Trade Industry Associations and Academics Oppose SEC Semiannual-Reports Proposal

Various trade industry associations and academics oppose the SEC proposal to allow public companies to file semiannual reports on a new Form 10-S in place of quarterly reports on Form 10-Q. The SEC proposal was framed as part of an effort to cut reporting costs and encourage more companies to go and stay public (see prior coverage).

SIFMA AMG

SIFMA AMG said dropping mandatory quarterly reporting would hurt investors and urged the SEC to shift its focus to the content of reports, not their frequency. The association said less frequent reporting would make it harder for asset managers to evaluate companies and make investment decisions. SIFMA AMG also claimed that the mix between semiannual and quarterly reports would leave investors with less comparable data across issuers and expressed concern that the change could reduce research coverage of smaller issuers.
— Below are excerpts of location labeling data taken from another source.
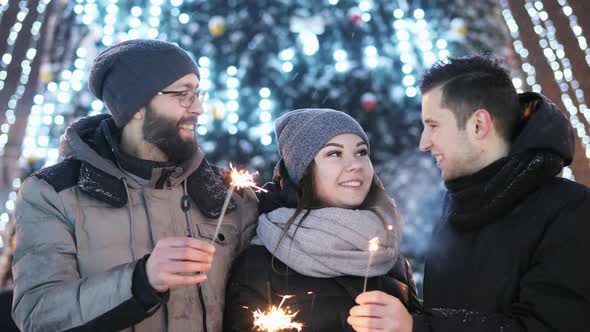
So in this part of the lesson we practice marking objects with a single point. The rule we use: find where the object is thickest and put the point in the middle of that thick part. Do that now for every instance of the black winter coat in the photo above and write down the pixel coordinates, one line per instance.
(511, 251)
(323, 304)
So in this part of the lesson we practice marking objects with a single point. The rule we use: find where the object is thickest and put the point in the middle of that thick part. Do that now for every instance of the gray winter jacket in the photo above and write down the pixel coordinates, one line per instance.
(85, 225)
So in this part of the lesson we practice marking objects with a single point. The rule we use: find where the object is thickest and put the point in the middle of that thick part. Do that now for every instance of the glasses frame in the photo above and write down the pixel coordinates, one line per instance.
(188, 97)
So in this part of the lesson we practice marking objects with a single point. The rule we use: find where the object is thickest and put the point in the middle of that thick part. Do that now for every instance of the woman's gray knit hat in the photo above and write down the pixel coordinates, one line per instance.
(301, 134)
(127, 75)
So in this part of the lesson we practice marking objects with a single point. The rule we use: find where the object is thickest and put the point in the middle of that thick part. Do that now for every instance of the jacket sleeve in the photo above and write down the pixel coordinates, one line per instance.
(554, 293)
(49, 294)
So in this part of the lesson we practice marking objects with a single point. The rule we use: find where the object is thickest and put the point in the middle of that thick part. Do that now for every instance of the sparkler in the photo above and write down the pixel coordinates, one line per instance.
(373, 246)
(239, 179)
(276, 319)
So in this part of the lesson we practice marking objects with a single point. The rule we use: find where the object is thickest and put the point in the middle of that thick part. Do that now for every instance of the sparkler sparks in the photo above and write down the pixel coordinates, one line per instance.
(373, 246)
(276, 319)
(239, 179)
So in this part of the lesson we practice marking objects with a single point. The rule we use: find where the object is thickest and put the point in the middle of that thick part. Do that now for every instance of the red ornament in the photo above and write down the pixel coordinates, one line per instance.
(369, 102)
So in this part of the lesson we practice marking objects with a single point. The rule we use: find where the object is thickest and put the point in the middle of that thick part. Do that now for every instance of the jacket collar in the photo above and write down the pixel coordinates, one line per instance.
(206, 186)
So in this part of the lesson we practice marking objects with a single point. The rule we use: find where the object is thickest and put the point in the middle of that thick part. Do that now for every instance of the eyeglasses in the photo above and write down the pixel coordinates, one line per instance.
(186, 97)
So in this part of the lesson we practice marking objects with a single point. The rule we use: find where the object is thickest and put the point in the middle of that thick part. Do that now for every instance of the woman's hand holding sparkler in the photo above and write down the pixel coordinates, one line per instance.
(379, 311)
(178, 261)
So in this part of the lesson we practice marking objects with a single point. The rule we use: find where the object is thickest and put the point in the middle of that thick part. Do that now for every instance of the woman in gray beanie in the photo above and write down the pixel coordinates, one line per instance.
(323, 207)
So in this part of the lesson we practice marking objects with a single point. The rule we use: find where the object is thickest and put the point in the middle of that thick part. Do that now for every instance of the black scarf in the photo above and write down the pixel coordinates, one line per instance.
(479, 199)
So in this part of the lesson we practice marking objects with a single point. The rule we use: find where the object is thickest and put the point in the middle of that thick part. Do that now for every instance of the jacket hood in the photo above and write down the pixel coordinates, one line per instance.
(82, 141)
(543, 127)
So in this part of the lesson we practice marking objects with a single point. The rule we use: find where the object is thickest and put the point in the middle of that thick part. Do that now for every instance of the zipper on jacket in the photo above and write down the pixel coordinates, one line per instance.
(185, 205)
(204, 309)
(165, 176)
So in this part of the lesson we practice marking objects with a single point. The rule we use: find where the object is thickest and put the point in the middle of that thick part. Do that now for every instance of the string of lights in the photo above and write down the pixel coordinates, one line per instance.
(15, 30)
(576, 28)
(554, 52)
(527, 67)
(31, 53)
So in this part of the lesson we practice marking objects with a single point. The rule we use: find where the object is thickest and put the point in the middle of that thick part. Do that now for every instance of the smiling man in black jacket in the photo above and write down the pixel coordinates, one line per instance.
(508, 253)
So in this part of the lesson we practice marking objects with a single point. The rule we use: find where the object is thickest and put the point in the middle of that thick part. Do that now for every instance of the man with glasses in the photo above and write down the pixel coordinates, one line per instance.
(117, 235)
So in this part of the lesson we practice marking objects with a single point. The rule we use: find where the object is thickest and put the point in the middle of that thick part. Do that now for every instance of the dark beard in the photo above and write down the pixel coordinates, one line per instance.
(164, 134)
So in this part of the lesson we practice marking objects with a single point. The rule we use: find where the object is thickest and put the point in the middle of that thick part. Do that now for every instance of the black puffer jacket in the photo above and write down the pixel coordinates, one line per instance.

SIFMA AMG said the proposal's assumptions about short-term pressure and IPO activity lack empirical support, stating that the SEC itself acknowledged that less frequent reporting could delay material information, reduce comparability, and result in some lost information. Instead of the current plan, SIFMA AMG recommended cutting duplicative or immaterial requirements within Form 10-Q and offered to help identify specific items to eliminate.
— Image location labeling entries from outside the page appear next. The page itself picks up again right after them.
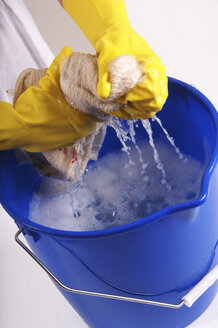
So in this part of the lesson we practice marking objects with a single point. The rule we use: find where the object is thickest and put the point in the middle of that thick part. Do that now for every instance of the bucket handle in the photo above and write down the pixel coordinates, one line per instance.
(207, 281)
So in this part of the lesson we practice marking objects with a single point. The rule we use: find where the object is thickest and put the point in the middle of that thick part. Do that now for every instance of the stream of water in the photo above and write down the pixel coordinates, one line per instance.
(122, 187)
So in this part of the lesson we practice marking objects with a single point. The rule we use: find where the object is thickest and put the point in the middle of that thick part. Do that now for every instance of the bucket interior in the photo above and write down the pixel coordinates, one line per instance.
(188, 117)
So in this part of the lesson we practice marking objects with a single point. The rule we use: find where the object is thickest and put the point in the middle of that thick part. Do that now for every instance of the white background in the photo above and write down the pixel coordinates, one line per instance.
(184, 34)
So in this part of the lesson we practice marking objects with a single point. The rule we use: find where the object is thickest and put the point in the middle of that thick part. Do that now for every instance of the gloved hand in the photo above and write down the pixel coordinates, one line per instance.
(41, 118)
(106, 25)
(73, 77)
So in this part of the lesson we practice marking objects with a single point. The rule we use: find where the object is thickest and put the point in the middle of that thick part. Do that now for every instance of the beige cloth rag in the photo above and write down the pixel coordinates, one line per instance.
(79, 74)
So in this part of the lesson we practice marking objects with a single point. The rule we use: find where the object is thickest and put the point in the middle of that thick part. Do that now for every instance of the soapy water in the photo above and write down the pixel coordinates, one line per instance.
(120, 187)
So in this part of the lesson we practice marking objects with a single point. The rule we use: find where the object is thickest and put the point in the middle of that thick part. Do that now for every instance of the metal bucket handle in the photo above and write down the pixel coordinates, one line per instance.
(207, 281)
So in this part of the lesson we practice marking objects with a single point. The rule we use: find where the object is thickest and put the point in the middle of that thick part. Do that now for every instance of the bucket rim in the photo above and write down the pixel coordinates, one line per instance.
(32, 226)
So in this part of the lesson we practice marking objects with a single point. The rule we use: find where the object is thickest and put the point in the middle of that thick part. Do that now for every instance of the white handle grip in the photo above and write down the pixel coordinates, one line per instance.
(201, 287)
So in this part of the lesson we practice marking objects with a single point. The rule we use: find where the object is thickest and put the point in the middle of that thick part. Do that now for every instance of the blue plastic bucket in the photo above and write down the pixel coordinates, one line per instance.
(159, 257)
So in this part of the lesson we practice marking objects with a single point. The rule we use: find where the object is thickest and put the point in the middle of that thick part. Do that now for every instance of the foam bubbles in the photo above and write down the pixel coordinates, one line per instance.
(113, 193)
Investment Company Institute

The Investment Company Institute ("ICI") urged the SEC to keep mandatory quarterly reporting. The ICI said its members held mixed views but concluded that the drawbacks of reduced investor disclosure would outweigh the proposal's benefit of encouraging companies to go public. The ICI said quarterly filings at least should include financial statements and management's discussion and analysis but it added that it was open to removing some current parts of Form 10-Q to ease the filing burden.

Managed Funds Association

The Managed Funds Association ("MFA") urged the SEC to withdraw its plan to allow semiannual reports, saying quarterly reports give investors "timely, decision-useful information" about a company's performance. The association said its members rely on quarterly filings to evaluate companies and track their progress. The MFA said it supports modernizing disclosure by focusing on material information and cutting duplicative requirements. The MFA raised three points: (i) semiannual reporting would harm investors and market integrity and the change would widen information gaps, delay price discovery, and weaken corporate accountability; (ii) the SEC's claim that semiannual reporting would reverse the decline in public offerings lacks evidence; (iii) the SEC must weigh less harmful alternatives first. The MFA noted the SEC proposed two related changes days later, on registered offerings and filer status. It said the SEC must assess all three proposed changes together to meet its cost-benefit duty.
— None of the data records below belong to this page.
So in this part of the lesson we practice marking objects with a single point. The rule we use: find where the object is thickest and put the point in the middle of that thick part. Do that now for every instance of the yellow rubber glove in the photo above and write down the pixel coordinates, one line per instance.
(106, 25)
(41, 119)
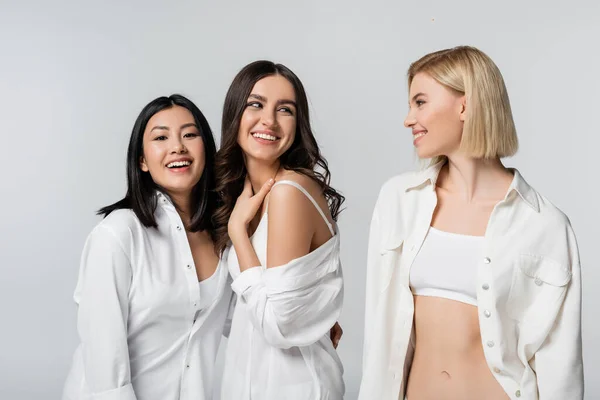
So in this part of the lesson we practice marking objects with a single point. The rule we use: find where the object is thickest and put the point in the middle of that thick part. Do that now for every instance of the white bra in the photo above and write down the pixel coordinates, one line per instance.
(446, 266)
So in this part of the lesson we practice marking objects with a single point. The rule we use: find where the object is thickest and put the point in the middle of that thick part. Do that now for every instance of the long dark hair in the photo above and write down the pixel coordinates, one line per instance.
(141, 189)
(303, 156)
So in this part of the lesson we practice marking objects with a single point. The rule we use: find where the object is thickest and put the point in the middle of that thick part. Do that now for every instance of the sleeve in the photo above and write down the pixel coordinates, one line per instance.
(373, 259)
(102, 294)
(229, 319)
(295, 304)
(559, 361)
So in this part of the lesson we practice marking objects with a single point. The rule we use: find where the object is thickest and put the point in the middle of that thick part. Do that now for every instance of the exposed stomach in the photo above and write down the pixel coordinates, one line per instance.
(449, 363)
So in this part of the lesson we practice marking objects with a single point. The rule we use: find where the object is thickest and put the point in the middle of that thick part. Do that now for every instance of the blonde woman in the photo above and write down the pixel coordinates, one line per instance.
(473, 279)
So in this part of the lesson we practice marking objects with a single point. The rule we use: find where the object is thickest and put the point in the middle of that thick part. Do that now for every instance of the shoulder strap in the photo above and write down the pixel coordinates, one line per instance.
(300, 188)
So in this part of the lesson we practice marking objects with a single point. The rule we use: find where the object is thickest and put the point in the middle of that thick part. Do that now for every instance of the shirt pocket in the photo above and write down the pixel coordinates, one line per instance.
(538, 289)
(390, 252)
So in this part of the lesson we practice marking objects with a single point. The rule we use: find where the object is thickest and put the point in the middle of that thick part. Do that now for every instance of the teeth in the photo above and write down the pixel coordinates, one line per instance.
(178, 164)
(264, 136)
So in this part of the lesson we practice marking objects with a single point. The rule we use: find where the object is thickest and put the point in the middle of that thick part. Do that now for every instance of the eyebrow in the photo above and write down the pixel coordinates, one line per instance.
(166, 128)
(279, 102)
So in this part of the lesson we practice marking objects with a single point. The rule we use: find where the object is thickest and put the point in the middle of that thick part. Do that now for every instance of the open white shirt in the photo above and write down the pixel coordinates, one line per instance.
(528, 291)
(146, 332)
(279, 346)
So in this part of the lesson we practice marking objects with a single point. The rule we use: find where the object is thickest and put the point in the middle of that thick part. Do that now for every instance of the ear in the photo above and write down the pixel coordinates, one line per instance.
(463, 108)
(143, 165)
"Shadow SEC" Law Professors

A group of securities-law professors (which calls itself the "Shadow SEC") urged the SEC to keep mandatory quarterly reporting. The group credited the SEC for not scrapping quarterly reporting outright but said the proposal is "the lesser of two evils" (i.e., it would be worse to eliminate quarterly reports entirely). The group said that firms often will not volunteer information they believe to be useful to competitors and that comparability across an industry breaks down if some firms reduce reporting. The group said a company that switches on its own could alienate investors and lose share value. The group added that shareholders could vote on the question under Rule 14a-8 (shareholder proposals) and that ignoring such a vote could invite activist campaigns for board seats. The group also said the proposal gives little attention to fraud risk from less frequent reporting. The group also questioned the process behind the proposal, noting that the SEC now has a 3-0 Republican majority, leaving no commissioner to question the White House-driven proposals. The group cited recent SEC staff cuts and argued the proposal received less internal review than usual. The group also argued that the stock market's current overall strength undermines the case for the proposal. Additionally, the group said that the proposal failed to seriously engage with international evidence on comparable rule changes, stating that a UK study found that only 10 percent of companies chose to move to semiannual reporting when given the option. Also, the group said the proposal cites an Israeli study to support a narrow point about audit hours while ignoring that same study's findings of negative stock-price reactions for companies that made the switch and better governance outcomes for those that did not.